Police surveillance and how race plays a role in it will be the topic of the fall semester’s last scheduled Conversations on Race and Policing.
“Policing’s Small Toolbox: Race and the Rise of Surveillance Policing,” presented by Matthew Guariglia, an affiliated scholar at the Hastings Center for Criminal Justice, will take place at 1 p.m. Wednesday, Nov. 30, on Zoom.
The talk is free and open to the public, and can be accessed from a PC, Mac, Linux, iOS or Android at https://csusb.zoom.us/j/97960458784
The origins of facial recognition and algorithmic policing go back much further than the internet or even the computer. Guariglia’s talk will explore the origins of technocratic and surveillance-based policing in a moment when police searched the world to find new methods of subordinating increasingly diverse multi-racial and multi-ethnic U.S. cities.
Conversations on Race and Policing, also known as CoRP, began in the aftermath of the May 25, 2020, death of George Floyd while in the custody of four Minneapolis, Minn., police officers. A video of the incident posted on social media led to widespread protests, the firing of four police officers, the arrest and conviction of one officer on a second-degree murder and related charges, the other three on charges of aiding and abetting second-degree murder – and a spotlight worldwide on race and policing.
The series has featured scholars, journalists, law enforcement officers, lawyers, activists, artists, educators, administrators and others from throughout the nation who shared their experience and expertise on issues related to race and policing.
More than 50 forums have taken place, and video recordings of the sessions are posted online on the Conversations on Race and Policing Lecture Series Archive.

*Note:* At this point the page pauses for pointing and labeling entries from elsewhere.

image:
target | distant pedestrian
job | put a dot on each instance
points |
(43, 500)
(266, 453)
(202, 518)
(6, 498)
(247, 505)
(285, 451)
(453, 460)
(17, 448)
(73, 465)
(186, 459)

The series is organized by CSUSB students, staff and faculty, including recent history master of arts graduate, Cecelia Smith; history master of arts student Matt Patino; Mary Texeira, professor emerita, sociology; Jeremy Murray, professor of history; Robie Madrigal, public affairs/communication specialist for the CSUSB John M. Pfau Library; and community member Stan Futch, president of the Westside Action Group.